# Fuel economy



## mike dockal (Dec 20, 2004)

I'm just wandering what kind of gas mileage do you get. Nissan claims 10.8 in the city and well under 10 on the highway. I know that all manufactors stretch those numbers but I can't get under 11 litres per 100kms (about 50% city 50% highway)
I got AWD 5spd - driving mostly in 2WD mode


----------



## Lukasz (Oct 14, 2004)

mike dockal said:


> I'm just wandering what kind of gas mileage do you get. Nissan claims 10.8 in the city and well under 10 on the highway.

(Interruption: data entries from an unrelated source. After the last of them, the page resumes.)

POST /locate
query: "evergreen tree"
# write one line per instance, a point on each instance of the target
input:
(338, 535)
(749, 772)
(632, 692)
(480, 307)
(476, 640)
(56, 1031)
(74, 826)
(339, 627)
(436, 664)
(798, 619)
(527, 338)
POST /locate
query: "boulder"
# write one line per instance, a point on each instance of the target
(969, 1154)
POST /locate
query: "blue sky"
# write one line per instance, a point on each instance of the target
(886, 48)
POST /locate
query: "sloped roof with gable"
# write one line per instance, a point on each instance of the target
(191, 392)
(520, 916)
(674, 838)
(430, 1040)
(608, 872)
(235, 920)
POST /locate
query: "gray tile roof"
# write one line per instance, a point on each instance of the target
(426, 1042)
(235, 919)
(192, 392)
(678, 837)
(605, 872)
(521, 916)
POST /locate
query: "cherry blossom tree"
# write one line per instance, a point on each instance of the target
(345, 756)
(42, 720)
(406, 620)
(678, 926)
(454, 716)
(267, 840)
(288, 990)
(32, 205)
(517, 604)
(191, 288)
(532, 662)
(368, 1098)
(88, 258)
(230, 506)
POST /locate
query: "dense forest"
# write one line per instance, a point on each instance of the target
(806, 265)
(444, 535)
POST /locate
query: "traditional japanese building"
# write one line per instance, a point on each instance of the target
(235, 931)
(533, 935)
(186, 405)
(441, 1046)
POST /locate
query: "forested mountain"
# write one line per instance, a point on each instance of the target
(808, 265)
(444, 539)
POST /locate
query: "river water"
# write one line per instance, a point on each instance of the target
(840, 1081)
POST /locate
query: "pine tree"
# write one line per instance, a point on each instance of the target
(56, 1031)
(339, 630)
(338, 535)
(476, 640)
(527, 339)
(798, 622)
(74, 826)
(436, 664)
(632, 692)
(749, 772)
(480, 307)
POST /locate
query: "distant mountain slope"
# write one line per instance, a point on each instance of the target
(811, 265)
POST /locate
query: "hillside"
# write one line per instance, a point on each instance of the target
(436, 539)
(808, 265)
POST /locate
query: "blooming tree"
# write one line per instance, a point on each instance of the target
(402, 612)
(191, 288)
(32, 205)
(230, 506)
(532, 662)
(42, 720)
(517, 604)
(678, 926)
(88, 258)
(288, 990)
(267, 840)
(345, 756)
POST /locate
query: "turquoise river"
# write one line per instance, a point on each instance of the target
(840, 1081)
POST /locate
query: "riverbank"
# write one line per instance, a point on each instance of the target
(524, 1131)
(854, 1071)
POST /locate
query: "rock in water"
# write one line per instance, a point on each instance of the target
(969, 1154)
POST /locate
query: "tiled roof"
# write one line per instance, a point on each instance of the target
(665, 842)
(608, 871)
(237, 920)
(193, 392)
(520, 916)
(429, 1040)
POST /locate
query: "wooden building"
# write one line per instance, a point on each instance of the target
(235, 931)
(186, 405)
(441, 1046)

I know that all manufactors stretch those numbers but I can't get under 11 litres per 100kms (about 50% city 50% highway)
> I got AWD 5spd - driving mostly in 2WD mode


Considering it's winter...it might be ok. I'm getting about the same now. I used to get around 9 in the summer on a FWD Auto. I would be interested to hear about other people's results though...


----------



## mike dockal (Dec 20, 2004)

*consumption*

anyone else ?


----------



## aussietrail (Sep 24, 2004)

*Fuel Consumption Database*



mike dockal said:


> anyone else ?


Hi Mike,

Here is a database of xtrail owners and their observations of fuel consumption in different driving conditions:

http://autos.groups.yahoo.com/group...tbl=2&sortBy=1&sortDir=down&start_at=0&query=

You will need to join this group to be able to access the above database.


----------



## mike dockal (Dec 20, 2004)

great, thanks. I'm a member of that group.


----------



## ValBoo (May 19, 2003)

*Fuel Economy*



mike dockal said:


> anyone else ?


Hi Mike,

I have the same set up as you (except these days I mostly drive AUTO mode) and I get 11.8 to 12.5 l \100Km. I do mostly city; 70% city/30% h.way.

ValBoo.


----------



## Exalta (Jan 21, 2003)

I use 95 octane on my X and I get 10.5 (est) in the city and 13-14 kilometers per liter in the highway. Thats when I drive relaxed though :thumbup:


----------